Mediation is therefore of particular value where there is a relationship between the parties that the parties believe is worth retaining in some shape or form. The property sector in particular is a commercial area that almost entirely depends on long-term relationships that need to be preserved. Mediation is frequently ideally suited to the resolution of disputes in this sector.

Disadvantages of mediation (back to top)

  • The disadvantages of mediation include the following.
  • Mediation can only work if both parties wish to participate in it.
  • In some situations, one or both parties may deliberately seek publicity. (Of course, the parties may waive the agreement to retain confidentiality in the mediation, if they wish.)
  • Litigation can offer an advantage to a very strong organization facing a weaker opponent. For that stronger party, recourse to mediation could be thought to be a disadvantage.
  • Mediation cannot offer the advantage of precedent in the event that a series of cases on the issue is anticipated.
  • If mediation fails, the fees will have been wasted.
  • Alternative processes may be adequate to resolve the dispute. For example, commercial rent reviews can be effectively resolved through arbitration or independent expert referral.

A non-binding process

Frequently, textbook definitions state that mediation is a 'non-binding' process. This definition must be clearly understood. It simply means that if the parties do not wish to continue with the process, then they are not obliged to do so. In practice, however, the overwhelming majority of mediations continue until agreement is reached, whereupon the parties sign a binding contract.
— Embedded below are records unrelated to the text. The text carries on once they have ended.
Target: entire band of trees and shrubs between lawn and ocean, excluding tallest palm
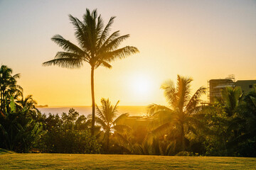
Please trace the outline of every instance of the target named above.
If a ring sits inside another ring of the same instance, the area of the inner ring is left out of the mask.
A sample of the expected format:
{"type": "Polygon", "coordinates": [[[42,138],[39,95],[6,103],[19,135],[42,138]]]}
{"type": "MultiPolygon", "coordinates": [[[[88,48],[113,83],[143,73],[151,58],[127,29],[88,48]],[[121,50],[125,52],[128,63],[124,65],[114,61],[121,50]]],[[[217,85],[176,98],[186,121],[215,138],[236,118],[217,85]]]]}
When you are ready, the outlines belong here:
{"type": "Polygon", "coordinates": [[[256,89],[223,89],[215,103],[203,106],[201,87],[191,95],[192,79],[178,76],[177,84],[161,86],[169,106],[149,106],[147,122],[129,122],[118,115],[118,103],[102,98],[92,115],[74,109],[62,115],[41,114],[32,96],[23,96],[19,74],[0,68],[0,148],[15,152],[80,154],[155,154],[256,157],[256,89]]]}

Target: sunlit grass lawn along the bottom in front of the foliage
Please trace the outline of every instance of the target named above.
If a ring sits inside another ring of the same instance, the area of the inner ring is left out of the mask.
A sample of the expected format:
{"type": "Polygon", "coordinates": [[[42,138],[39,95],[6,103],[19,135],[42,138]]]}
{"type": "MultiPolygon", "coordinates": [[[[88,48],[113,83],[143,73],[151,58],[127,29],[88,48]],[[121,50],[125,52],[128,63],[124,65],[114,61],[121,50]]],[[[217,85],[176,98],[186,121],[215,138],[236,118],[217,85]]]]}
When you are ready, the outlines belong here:
{"type": "Polygon", "coordinates": [[[2,154],[0,169],[256,169],[256,158],[2,154]]]}

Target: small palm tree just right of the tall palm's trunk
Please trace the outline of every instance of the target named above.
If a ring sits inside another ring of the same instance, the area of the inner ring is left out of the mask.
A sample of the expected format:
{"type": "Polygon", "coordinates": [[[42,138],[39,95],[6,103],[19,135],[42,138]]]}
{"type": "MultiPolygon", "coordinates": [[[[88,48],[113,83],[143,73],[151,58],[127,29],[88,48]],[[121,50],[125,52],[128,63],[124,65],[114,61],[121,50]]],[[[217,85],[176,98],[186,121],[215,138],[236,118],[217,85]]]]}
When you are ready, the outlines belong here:
{"type": "Polygon", "coordinates": [[[96,122],[99,123],[103,130],[105,131],[104,138],[107,140],[107,152],[109,149],[110,144],[110,133],[114,130],[123,130],[124,128],[129,128],[127,125],[117,125],[119,120],[122,120],[124,118],[127,118],[128,113],[123,113],[122,115],[119,115],[117,117],[117,105],[119,101],[115,104],[115,106],[112,106],[110,103],[110,100],[107,98],[102,98],[102,109],[96,105],[97,108],[97,118],[96,122]],[[117,117],[117,118],[116,118],[117,117]]]}

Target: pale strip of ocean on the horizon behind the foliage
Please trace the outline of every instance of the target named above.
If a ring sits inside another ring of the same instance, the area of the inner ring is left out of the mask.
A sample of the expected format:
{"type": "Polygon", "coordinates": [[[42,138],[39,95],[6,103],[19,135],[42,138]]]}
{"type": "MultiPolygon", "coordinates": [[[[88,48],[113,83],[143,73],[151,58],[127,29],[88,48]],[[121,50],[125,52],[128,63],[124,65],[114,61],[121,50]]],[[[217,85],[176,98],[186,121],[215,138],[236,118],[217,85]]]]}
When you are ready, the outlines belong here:
{"type": "MultiPolygon", "coordinates": [[[[61,115],[68,113],[70,108],[74,108],[80,115],[90,115],[92,113],[91,106],[50,106],[48,108],[38,108],[41,113],[49,113],[61,115]]],[[[146,115],[147,106],[118,106],[117,113],[129,113],[130,116],[144,116],[146,115]]]]}

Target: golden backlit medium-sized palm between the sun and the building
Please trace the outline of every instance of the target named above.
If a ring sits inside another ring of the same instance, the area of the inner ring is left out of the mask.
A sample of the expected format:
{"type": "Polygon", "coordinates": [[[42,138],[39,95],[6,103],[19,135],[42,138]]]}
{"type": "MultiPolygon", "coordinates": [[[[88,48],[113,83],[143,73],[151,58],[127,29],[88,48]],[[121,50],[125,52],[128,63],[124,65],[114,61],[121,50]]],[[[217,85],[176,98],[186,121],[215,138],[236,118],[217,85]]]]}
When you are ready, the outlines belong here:
{"type": "Polygon", "coordinates": [[[156,118],[153,123],[157,126],[151,133],[167,134],[165,138],[173,140],[176,145],[181,145],[183,151],[186,149],[188,135],[196,131],[193,125],[199,125],[195,115],[199,109],[201,95],[206,94],[206,88],[201,86],[191,96],[191,81],[193,79],[179,75],[176,86],[173,81],[166,81],[161,89],[164,89],[164,95],[170,107],[156,104],[149,106],[149,113],[156,118]]]}

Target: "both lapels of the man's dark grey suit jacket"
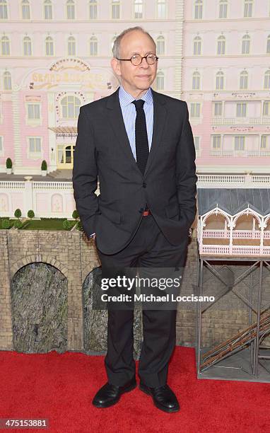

Evaluative mediation (back to top)

There may be situations in which the parties wish a mediator to express a view on a dispute, to the extent of the mediator indicating how he or she feels the case might run if it were to proceed to a judicial forum. This process is usually termed 'evaluative mediation'. Most mediators believe this to be a dangerous process, as it often results in one party feeling that the mediator is 'taking sides'. In practice, an experienced mediator can often effectively direct the parties to an accurate assessment of the strength of their positions, without having directly to express a 'view'.